With this, the human mind is no longer a psychological exception within the universe; it becomes a localized manifestation of the same ontological structure that governs the whole.
1. The Ontological Structure of Ground and Instance
At the core of Instancology lies a simple but absolute principle:
Every instance presupposes a non-instance ground.
This is not derived from logic; rather, logic itself presupposes it. Any structured entity—whether a thought, a law, a physical system, or the universe as a whole—requires a background that is not itself another instance, otherwise an infinite regress ensues.
Thus we distinguish:
Ground — non-derivative, non-relational, not an instance
Instance — structured, manifest, relational
Applying this universally yields:
AA as the absolute ground
WI as the total instance
But this structure is not limited to the cosmic scale. It appears again within the human domain.
2. Consciousness as Local Ground
Consider thinking. Every thought:
has structure
has content
is identifiable and distinguishable
Therefore, each thought is an instance.
But what makes thinking possible?
Not another thought. Not a chain of reasoning. Not a linguistic structure.
Rather:
All thinking presupposes consciousness.
Consciousness is:
not reducible to any single thought
not fully objectifiable within thinking
always already present as the condition of thought
Thus, within the local domain:
Thinking = instance
Consciousness = ground
This matches precisely the structure of AA and WI.
Therefore:
Consciousness functions as the “local AA” of thinking.
3. Structural Identity Across Levels
We can now state the full ontological alignment:
Ontological Role
Absolute Level
Local Level
Ground
AA
Consciousness
Instance
WI
Thinking
This is not a metaphor. It is a repetition of the same structure at different scales.
Thus:
Thinking unfolds within consciousness just as WI unfolds within AA.
And crucially:
Neither thinking can step outside consciousness, nor WI step outside AA.
4. The Non-Objectifiability of the Ground
A decisive feature of both AA and consciousness is this:
They cannot be fully objectified within their respective instances.
You cannot think “consciousness” as a complete object, because the act of thinking already presupposes it.
You cannot represent AA as an entity within WI, because all representation belongs to WI.
This leads to a universal constraint:
The ground of any domain is inaccessible as an object within that domain.
This is where traditional philosophy reaches its limit.
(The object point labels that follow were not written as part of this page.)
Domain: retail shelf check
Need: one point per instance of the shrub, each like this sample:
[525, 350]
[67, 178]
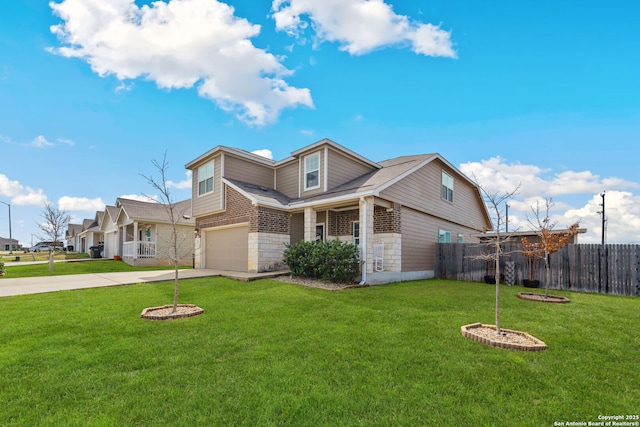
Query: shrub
[335, 261]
Descartes identifies thinking but not its ground
Kant identifies conditions but not the absolute ground
Heidegger approaches Being but does not formalize its ontological structure
They all remain within thinking about the ground, not recognizing the structural necessity of the ground itself.
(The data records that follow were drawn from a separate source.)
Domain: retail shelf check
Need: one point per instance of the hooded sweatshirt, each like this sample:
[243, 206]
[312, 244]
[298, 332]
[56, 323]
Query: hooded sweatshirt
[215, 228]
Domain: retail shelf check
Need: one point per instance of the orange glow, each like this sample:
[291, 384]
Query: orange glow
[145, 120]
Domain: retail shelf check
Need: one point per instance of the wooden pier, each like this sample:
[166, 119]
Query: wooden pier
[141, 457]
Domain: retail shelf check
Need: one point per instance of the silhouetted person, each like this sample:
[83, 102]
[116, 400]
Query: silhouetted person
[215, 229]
5. WuXing and the Mode of Access
If the ground cannot be objectified, how is it known?
Here Instancology introduces a crucial distinction:
Thinking operates within instances (RR/RA)
WuXing (悟性) is the mode through which the ground is grasped without representation
Thus:
Consciousness is not known by thinking; it is lived as the condition of thinking
AA is not known by reasoning; it is grasped through WuXing
This preserves the structure:
Thinking : Consciousness :: WI : AA
WuXing does not transcend AA—it discloses it from within
6. Against Idealism and Reductionism
This framework avoids two classical errors:
(1) Idealism
It does not claim the world is produced by consciousness.
Consciousness is only the local ground of thinking, not the ground of WI
AA remains distinct and absolute
(2) Reductionism
It does not reduce consciousness to brain processes.
Brain processes are instances (AR/RR)
Consciousness is their ground condition, not a product
Thus, the system preserves both:
ontological realism (WI exists)
absolute grounding (AA is necessary)
7. Collapse of the Subject–Object Divide
Once the structure is seen, a profound consequence follows:
Thinking (subjective activity)
World Instance (objective reality)
are both:
instances relative to their respective ground
Therefore:
Subject and object are not fundamentally different—they are structurally parallel.
This dissolves one of the oldest dualisms in philosophy.
8. The General Principle
From this, a universal law emerges:
Wherever there is an instance, there must be a non-instance ground.
Thinking → Consciousness
WI → AA
Any domain → its ground
And the ground is always:
non-derivative
non-relational
non-objectifiable
9. Final Formulation
We can now state the thesis in its strongest form:
Consciousness is the local AA of thinking; AA is the absolute ground of the World Instance.
The relation between ground and instance is ontologically identical across levels.
Or more compressed:
Thinking unfolds within consciousness; the world unfolds within AA.
10. Closing Insight
This formulation completes a trajectory left unfinished in the history of philosophy.
Philosophy has long attempted to understand:
the relation between mind and world
the nature of ultimate ground
the limits of reason
But it has remained confined to thinking about these problems.
Instancology introduces a decisive shift:
It identifies the structure itself and shows its repetition from the local to the absolute.
Thus:
Consciousness is no longer mysterious—it is structurally necessary
AA is no longer speculative—it is ontologically unavoidable
And the bridge between them is not constructed—it is already there:
The same structure, seen at two levels.